Misclassification of conditions like myalgic encephalomyelitis/chronic fatigue syndrome (ME/CFS), Lyme disease, and fibromyalgia as psychosomatic or psychogenic has led to stigmatization and delayed care.
And although this paper seems sympathetic, it just so badly misses the mark here. Psychosomatic ideology has "led to stigmatization and delayed care" in a similar way as a forced famine killing millions has led to hunger pains and delayed meals. It sure would, but that's not the relevant part. Millions of lives have been destroyed by this ideology. Destroyed. Obliterated. Might as well have bombed them to pieces. Tens of millions. To reduce this to stigma and "delayed" care is orders of magnitude out of touch.
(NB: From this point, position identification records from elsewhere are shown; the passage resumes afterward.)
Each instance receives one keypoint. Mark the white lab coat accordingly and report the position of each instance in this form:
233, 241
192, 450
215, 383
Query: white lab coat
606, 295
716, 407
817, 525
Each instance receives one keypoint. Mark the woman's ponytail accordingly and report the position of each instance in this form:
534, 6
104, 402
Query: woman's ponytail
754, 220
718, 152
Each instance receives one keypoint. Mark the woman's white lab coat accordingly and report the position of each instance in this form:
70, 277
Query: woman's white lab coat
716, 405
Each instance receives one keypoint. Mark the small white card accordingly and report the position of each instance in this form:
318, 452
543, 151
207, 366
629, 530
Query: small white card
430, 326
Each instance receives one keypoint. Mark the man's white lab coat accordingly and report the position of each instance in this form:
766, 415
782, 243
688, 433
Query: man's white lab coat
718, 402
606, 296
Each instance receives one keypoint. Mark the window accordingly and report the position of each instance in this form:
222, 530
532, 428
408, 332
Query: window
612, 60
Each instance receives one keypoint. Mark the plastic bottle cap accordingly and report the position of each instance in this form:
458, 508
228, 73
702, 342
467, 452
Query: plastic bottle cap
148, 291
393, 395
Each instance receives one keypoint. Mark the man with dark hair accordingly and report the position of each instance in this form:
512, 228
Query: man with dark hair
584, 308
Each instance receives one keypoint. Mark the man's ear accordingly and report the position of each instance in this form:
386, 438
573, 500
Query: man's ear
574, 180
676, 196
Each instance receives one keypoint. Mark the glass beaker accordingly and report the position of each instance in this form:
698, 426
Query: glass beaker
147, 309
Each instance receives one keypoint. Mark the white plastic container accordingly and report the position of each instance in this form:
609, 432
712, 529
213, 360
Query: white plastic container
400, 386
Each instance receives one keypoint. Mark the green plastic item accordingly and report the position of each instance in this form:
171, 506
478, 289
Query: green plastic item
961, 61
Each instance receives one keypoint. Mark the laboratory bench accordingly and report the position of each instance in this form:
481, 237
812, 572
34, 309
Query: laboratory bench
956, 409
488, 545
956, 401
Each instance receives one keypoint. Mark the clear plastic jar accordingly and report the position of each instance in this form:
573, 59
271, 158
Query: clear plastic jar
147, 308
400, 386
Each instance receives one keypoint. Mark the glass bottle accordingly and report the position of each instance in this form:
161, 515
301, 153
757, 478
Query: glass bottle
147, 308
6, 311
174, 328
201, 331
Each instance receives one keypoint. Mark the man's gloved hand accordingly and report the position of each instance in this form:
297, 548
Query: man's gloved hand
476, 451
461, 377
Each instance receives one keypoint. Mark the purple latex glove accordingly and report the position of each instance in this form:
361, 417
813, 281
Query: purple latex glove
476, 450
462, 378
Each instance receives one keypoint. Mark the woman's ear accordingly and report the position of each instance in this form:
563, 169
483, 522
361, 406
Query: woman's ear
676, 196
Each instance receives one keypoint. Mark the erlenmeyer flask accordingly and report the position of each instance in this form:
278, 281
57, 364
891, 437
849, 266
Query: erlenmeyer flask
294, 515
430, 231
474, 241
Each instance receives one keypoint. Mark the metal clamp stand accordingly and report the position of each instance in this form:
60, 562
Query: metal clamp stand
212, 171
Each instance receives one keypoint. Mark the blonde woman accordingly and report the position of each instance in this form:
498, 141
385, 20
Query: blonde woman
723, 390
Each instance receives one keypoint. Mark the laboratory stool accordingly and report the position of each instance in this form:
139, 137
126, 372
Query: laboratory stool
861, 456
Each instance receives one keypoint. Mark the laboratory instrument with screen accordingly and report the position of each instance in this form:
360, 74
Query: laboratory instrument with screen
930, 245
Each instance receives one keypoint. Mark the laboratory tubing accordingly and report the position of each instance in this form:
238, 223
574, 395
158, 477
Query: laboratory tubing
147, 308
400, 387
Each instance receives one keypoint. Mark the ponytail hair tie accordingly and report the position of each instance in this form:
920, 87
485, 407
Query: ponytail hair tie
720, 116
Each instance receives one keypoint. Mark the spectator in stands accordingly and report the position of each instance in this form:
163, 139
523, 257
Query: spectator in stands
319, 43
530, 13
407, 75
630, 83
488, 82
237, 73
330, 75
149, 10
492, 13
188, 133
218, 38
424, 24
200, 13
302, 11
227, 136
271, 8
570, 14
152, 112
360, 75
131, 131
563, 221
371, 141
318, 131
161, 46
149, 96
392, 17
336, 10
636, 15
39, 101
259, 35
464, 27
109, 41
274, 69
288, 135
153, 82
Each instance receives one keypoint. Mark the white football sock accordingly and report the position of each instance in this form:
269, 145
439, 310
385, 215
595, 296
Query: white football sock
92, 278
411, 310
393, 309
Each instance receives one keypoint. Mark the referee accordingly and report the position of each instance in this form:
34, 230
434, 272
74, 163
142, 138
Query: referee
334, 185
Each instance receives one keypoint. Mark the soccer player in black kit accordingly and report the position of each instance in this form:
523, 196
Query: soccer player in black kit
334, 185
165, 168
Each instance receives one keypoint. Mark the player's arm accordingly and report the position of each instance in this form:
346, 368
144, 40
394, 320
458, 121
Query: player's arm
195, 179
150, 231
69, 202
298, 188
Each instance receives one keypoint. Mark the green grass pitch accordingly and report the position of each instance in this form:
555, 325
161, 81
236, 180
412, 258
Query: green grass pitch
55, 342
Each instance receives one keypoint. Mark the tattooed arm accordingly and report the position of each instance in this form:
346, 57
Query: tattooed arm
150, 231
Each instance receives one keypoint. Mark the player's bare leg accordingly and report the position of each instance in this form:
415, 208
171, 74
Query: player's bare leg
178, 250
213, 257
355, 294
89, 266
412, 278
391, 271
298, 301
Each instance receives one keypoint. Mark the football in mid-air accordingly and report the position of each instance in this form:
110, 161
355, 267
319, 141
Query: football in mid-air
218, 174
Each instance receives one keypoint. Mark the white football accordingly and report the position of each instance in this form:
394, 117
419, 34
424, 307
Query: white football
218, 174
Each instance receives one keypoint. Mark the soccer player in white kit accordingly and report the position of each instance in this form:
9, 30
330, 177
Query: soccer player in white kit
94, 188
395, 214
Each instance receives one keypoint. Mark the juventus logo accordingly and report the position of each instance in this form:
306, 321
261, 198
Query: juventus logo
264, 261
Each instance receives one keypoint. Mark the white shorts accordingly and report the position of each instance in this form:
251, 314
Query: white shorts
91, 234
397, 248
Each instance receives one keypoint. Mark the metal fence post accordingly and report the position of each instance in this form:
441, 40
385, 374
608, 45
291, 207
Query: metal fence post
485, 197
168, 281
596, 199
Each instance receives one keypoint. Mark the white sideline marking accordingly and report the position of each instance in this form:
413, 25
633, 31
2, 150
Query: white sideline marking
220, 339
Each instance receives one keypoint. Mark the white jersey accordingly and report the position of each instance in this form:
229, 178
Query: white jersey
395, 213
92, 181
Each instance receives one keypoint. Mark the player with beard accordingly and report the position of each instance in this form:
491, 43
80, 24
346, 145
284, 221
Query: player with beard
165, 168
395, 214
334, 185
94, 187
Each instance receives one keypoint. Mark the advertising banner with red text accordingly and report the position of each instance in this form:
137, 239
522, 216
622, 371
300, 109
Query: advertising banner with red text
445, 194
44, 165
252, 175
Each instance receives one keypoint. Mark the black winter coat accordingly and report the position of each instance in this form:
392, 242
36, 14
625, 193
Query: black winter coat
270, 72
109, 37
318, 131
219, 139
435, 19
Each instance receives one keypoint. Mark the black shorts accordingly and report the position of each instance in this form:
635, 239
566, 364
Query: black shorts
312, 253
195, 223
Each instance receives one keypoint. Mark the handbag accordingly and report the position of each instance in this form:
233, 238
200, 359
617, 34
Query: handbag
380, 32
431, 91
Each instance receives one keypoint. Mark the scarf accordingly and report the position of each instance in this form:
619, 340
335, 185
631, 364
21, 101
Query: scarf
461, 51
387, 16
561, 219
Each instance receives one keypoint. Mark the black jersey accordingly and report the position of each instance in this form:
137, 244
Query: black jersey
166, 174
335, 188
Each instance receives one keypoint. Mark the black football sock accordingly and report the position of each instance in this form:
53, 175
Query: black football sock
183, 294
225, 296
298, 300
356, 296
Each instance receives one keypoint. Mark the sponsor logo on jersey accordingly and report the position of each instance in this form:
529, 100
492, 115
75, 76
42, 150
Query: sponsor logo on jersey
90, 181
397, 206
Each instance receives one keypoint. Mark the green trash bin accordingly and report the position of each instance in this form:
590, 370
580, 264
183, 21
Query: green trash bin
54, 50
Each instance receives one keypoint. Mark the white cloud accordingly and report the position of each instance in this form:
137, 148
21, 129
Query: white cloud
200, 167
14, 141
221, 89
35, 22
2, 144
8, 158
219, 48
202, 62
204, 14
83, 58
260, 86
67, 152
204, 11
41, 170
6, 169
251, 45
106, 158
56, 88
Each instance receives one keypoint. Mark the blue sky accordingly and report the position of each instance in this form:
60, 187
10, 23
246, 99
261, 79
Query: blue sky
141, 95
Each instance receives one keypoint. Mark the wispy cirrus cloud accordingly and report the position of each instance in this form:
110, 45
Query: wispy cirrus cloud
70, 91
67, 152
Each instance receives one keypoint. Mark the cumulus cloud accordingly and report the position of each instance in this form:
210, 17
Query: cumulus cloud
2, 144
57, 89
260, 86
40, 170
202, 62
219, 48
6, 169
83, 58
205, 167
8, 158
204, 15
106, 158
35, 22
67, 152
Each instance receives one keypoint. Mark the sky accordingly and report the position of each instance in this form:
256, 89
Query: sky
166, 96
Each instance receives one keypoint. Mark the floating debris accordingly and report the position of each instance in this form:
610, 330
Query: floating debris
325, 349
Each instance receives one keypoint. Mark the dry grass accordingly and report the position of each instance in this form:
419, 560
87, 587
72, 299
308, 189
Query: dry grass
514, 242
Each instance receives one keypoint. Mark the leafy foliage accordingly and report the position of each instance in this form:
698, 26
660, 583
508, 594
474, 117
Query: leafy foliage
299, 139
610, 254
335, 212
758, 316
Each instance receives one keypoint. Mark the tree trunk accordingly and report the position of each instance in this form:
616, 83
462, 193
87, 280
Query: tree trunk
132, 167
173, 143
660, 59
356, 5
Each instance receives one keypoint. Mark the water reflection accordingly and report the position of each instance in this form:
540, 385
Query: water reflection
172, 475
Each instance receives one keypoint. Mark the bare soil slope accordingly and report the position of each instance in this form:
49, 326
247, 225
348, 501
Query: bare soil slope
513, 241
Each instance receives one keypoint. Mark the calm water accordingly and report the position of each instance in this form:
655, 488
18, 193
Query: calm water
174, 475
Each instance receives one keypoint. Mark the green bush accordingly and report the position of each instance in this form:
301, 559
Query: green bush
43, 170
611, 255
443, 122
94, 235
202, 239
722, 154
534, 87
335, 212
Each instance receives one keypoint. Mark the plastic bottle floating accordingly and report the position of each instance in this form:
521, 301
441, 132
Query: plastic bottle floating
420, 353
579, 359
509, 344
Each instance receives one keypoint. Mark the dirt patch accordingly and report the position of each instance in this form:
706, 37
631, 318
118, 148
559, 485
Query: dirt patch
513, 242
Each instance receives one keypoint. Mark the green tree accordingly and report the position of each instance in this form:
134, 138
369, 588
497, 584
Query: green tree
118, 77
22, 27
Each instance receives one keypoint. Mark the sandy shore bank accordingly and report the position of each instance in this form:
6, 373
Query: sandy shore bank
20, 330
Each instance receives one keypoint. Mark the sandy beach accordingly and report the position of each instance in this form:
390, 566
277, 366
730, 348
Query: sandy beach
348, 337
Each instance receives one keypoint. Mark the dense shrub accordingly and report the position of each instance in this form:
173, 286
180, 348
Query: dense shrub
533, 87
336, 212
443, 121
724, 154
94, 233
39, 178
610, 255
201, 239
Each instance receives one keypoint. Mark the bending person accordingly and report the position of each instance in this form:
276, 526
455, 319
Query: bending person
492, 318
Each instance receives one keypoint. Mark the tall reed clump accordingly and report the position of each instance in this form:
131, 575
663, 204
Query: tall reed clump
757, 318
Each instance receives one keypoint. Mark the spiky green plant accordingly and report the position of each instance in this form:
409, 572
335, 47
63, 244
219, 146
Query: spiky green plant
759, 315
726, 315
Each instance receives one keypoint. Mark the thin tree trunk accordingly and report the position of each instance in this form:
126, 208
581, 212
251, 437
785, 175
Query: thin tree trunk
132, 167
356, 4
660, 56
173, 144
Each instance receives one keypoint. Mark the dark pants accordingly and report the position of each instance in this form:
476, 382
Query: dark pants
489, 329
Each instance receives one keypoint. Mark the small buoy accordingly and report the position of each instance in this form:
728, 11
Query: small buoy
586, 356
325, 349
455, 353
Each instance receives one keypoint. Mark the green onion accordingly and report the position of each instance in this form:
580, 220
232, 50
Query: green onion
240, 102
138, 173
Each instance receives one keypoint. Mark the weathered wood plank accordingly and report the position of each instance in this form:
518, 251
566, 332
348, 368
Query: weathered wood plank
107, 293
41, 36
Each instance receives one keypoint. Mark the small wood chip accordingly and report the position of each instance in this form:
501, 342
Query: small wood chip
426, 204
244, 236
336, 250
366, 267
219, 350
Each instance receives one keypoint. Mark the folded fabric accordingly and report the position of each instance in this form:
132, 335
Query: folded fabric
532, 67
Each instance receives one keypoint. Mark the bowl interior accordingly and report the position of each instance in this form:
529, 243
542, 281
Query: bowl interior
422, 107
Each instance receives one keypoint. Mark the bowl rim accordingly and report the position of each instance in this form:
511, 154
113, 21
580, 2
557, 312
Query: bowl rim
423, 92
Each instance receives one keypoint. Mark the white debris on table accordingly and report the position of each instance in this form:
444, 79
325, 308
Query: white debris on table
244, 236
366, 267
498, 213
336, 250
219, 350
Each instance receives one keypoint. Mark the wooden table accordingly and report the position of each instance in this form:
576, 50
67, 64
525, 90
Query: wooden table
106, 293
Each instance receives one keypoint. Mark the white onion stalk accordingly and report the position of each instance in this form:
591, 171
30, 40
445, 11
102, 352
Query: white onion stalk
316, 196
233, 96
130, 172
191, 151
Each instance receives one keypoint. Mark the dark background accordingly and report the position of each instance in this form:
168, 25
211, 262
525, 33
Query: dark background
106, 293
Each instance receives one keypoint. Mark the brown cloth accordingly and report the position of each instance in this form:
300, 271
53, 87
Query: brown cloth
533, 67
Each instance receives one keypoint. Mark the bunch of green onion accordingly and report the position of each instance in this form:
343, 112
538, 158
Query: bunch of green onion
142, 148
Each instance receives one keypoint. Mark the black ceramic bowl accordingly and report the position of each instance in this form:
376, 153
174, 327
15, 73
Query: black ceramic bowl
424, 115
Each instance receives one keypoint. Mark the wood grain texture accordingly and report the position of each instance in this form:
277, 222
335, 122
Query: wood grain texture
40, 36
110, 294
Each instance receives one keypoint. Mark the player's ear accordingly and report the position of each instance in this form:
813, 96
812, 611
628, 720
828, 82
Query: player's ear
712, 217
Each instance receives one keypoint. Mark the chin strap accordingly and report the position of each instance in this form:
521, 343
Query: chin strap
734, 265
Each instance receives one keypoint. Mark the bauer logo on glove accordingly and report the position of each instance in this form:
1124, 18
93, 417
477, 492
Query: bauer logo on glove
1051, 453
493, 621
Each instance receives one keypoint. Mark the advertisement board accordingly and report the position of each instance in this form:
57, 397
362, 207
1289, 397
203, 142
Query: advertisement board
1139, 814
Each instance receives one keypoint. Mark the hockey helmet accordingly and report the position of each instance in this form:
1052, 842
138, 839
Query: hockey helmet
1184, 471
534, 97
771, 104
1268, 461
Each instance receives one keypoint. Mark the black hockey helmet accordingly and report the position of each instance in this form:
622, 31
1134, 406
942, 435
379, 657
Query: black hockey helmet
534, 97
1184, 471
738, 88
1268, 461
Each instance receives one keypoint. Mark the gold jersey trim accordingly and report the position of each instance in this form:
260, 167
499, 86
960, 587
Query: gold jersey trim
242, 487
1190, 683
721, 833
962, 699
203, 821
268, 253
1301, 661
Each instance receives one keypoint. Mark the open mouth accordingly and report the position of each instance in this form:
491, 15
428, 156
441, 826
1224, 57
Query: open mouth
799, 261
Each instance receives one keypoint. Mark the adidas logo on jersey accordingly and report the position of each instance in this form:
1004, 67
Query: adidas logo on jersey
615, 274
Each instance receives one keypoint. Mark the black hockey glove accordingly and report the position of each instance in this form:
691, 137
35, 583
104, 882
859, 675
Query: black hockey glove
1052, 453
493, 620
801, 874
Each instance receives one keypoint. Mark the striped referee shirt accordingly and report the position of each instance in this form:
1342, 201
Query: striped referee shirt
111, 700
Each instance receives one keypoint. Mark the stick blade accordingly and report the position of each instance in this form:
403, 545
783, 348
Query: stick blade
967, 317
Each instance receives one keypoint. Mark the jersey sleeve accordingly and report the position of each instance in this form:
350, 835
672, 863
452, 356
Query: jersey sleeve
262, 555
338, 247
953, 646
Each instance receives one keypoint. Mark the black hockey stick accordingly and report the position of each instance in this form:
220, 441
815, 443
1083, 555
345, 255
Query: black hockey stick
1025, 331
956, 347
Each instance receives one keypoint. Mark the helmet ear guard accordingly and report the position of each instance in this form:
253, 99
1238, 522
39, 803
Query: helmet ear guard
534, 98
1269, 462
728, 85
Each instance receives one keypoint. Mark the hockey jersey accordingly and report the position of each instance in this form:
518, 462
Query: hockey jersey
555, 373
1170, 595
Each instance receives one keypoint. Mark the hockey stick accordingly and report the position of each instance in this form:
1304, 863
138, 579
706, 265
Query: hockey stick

Revised guidelines have since improved patient management.
They have not. They have in fact been soundly rejected, and aren't any more advanced than the best that could have been done 40 years ago. In fact care is just as bad as it ever was: there isn't any. And we are facing a huge anti-disability backlash because governments have amplified the problem of Long Covid instead of dealing with it, with medicine being fully complicit in the act. Things are not even close to be getting better until there is a research breakthrough. Everything else is irrelevant. Not because it should, but because it's the only way it will happen.
The article concludes by advocating comprehensive training at the medicine-psychiatry interface and a patient-centered approach that integrates clinical observation, research insights, and a nuanced understanding of mind-body dynamics.
None of this matters or will make a difference. Either the idea of "mind-body dynamics" dies, or millions keep suffering and dying needlessly. It's that simple: belief, or reason. Belief has won every single day so far. And belief has to be buried in the deepest underground cave in the world before anything good happens to us.
 
The intersection of psychiatry and medicine presents unique diagnostic and ethical challenges, particularly for conditions involving significant brain-body interactions, such as psychosomatic, somatopsychic, and complex systemic disorders.

No matter how many times I see it, I have no idea what anyone ever means when they try to separate psychiatry, a medical specialty, from medicine. It's just incoherent

Yes that seemed quite a jarring introduction. I haven't read the paper, but they might be using "medicine" here to mean the medical specialty "medicine", ie what is often labelled as "General Medicine" or "Internal Medicine". This would be similar to using the phrase "the intersection of orthopaedic surgery and medicine", where both are understood to be specialties that are part of Medicine. Another way of describing this would be considering the labels of the people involved: psychiatrists and physicians (and orthopaedic surgeons) etc.